The critical component for precision farming is optimizing nutrient application and adjusting fertiliser rates to soil conditions and crop timing and types. In contrast, in conventional agriculture, the rate of fertiliser application is determined for the entire field. Due to the considerable spatial variation in soil conditions at the field scale, there may be significant variation in fertiliser needs. In this case, some crops may suffer from nutrient deficiencies, or excessive amounts of nutrients supplied to them will leach into ground or surface water, causing adverse environmental effects. By optimizing the use of precision fertiliser, measurable benefits are realized in reduced inputs and significant environmental advantages that reduce the risk of over-fertilisation. Nutrient rates are adapted to the actual crop requirements.

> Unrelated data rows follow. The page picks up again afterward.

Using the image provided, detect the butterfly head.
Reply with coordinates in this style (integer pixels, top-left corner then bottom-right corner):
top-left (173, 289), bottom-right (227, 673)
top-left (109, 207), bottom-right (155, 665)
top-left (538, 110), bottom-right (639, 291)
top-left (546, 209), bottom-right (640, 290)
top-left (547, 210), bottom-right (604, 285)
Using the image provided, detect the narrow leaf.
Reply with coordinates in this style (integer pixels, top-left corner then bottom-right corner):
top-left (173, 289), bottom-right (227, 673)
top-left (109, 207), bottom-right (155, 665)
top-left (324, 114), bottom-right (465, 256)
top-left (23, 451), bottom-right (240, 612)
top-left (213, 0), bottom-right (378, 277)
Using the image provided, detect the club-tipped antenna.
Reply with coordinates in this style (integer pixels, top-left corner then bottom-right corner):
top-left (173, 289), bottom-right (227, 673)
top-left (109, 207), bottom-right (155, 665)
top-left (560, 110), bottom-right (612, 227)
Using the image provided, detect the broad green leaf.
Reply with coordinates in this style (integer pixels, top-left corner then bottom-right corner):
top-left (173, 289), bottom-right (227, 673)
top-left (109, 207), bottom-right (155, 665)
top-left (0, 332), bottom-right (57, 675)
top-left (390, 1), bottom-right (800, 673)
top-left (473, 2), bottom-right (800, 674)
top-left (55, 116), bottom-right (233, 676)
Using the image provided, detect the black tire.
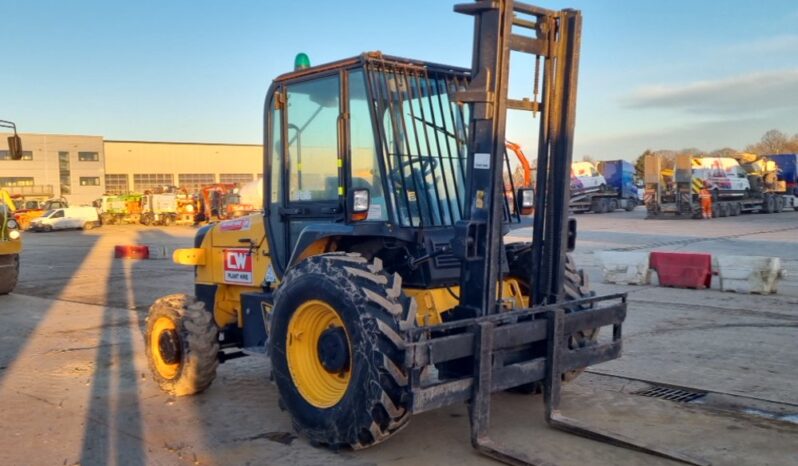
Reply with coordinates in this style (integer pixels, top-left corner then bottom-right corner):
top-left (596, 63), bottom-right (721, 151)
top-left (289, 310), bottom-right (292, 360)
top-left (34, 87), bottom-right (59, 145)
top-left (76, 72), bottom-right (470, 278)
top-left (775, 196), bottom-right (785, 212)
top-left (145, 294), bottom-right (219, 396)
top-left (764, 195), bottom-right (775, 213)
top-left (271, 253), bottom-right (414, 449)
top-left (0, 254), bottom-right (19, 295)
top-left (163, 215), bottom-right (174, 227)
top-left (83, 221), bottom-right (94, 230)
top-left (608, 199), bottom-right (619, 212)
top-left (43, 225), bottom-right (53, 232)
top-left (719, 203), bottom-right (729, 217)
top-left (624, 198), bottom-right (637, 211)
top-left (591, 198), bottom-right (608, 214)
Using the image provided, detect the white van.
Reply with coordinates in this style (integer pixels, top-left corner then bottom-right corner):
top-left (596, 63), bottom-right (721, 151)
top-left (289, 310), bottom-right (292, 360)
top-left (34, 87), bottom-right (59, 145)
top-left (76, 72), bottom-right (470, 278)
top-left (30, 206), bottom-right (101, 232)
top-left (571, 161), bottom-right (607, 191)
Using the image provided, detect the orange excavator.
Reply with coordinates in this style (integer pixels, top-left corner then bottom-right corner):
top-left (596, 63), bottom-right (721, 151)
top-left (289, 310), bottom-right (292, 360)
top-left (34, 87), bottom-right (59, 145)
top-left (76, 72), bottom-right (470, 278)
top-left (195, 183), bottom-right (255, 224)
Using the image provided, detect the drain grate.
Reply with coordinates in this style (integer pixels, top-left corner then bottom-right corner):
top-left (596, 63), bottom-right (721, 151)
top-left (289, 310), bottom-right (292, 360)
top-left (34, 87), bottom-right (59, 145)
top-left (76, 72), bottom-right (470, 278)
top-left (632, 385), bottom-right (707, 403)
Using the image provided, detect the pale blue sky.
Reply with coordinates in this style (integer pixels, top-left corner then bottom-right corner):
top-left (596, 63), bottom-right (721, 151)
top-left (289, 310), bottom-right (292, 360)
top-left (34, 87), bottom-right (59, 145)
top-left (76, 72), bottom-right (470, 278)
top-left (4, 0), bottom-right (798, 161)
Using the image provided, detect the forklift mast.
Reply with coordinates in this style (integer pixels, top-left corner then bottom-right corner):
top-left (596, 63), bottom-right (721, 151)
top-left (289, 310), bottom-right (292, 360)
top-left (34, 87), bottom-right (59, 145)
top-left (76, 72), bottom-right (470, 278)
top-left (453, 1), bottom-right (581, 316)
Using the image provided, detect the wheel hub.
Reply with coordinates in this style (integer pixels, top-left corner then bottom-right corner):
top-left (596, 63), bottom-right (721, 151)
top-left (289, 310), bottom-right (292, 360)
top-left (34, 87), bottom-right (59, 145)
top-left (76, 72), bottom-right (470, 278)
top-left (158, 329), bottom-right (182, 365)
top-left (317, 327), bottom-right (350, 373)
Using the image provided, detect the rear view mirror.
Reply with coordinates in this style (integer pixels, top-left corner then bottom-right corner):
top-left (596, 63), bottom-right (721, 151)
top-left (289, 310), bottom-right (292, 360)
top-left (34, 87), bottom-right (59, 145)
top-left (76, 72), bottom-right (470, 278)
top-left (8, 134), bottom-right (23, 160)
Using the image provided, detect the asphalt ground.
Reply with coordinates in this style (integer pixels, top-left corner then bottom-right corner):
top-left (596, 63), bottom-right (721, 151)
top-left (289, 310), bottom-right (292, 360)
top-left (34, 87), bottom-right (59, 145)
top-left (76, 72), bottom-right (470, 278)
top-left (1, 208), bottom-right (797, 465)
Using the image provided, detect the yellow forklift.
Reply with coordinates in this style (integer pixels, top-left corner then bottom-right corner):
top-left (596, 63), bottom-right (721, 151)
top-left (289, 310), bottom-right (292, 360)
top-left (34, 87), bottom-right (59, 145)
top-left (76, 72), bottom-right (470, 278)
top-left (0, 120), bottom-right (24, 294)
top-left (144, 2), bottom-right (704, 464)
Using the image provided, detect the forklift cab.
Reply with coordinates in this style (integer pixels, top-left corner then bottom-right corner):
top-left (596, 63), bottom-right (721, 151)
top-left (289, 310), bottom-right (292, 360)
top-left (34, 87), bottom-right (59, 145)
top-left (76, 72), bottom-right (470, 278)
top-left (264, 54), bottom-right (526, 280)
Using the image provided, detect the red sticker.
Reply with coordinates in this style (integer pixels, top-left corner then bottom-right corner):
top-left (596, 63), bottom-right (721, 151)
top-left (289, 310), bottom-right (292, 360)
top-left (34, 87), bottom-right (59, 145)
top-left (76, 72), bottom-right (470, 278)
top-left (219, 217), bottom-right (251, 231)
top-left (223, 248), bottom-right (253, 284)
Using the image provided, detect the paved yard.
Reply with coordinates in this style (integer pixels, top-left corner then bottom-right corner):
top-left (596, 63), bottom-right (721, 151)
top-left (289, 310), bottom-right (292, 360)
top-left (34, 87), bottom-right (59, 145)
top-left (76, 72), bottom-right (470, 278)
top-left (1, 212), bottom-right (797, 465)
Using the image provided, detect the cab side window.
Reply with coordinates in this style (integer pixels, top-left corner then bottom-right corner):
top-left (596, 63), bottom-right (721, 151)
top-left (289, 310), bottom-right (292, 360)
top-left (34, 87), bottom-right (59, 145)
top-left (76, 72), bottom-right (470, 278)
top-left (286, 76), bottom-right (341, 202)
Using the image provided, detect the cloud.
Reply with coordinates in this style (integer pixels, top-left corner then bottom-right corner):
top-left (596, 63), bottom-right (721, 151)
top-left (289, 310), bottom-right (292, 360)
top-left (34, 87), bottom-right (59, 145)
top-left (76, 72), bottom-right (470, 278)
top-left (621, 69), bottom-right (798, 115)
top-left (575, 116), bottom-right (783, 160)
top-left (729, 34), bottom-right (798, 54)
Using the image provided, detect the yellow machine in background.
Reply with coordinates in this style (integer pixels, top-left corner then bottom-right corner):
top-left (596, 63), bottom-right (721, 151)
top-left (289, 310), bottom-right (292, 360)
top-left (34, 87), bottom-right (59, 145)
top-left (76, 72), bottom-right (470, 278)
top-left (0, 119), bottom-right (24, 294)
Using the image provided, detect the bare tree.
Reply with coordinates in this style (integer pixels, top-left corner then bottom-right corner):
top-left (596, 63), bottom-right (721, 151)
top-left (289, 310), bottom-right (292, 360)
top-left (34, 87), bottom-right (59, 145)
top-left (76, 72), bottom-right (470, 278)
top-left (746, 129), bottom-right (789, 155)
top-left (708, 147), bottom-right (738, 158)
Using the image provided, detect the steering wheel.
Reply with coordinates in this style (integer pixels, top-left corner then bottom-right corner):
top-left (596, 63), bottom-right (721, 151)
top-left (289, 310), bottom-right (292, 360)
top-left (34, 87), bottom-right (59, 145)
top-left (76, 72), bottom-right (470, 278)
top-left (389, 157), bottom-right (439, 188)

The fundamental basis for proper determination of plant fertiliser needs is knowledge of soil abundance and its spatial variability at the field level. Hence, it is so essential in precision agriculture to determine the crop’s fertiliser needs very accurately. Conventional soil sampling generates a composite sample of up to 4 ha, which is inadequate for precision farming as the soil nutrient content fluctuates over small areas. Therefore, a very high sampling density is required, which in turn contributes to higher analysis costs at the Agricultural Chemical Stations.
Due to the time-consuming and high cost of classical soil sampling and laboratory analysis, various techniques for the indirect spatial evaluation of soil properties are increasingly adopted. For above purpose different types of mobile sensors (on-the-go) are used, recording various soil parameters with very high resolution. The most commonly used sensors to determine the soil spatial variability for precision agriculture, using the electromagnetic method, is the electromagnetic conductivity meter EM 38MK2 Geonics Ltd (Canada) (photo 1), , integrated with a GPS device. The practical objective of measuring with the EM38 sensor is to prepare operational maps to optimise agrotechnology.
Mobile spectrophotometers (photo 2) operating in the visible and near-infrared (VIS/NIR) range of light are another increasingly widely used equipment to determine soil variability for soil abundance mapping. Properties identified with a spectrophotometer include nitrogen, potassium, phosphorus, magnesium, calcium, humus, sand and clay content, pH, and more.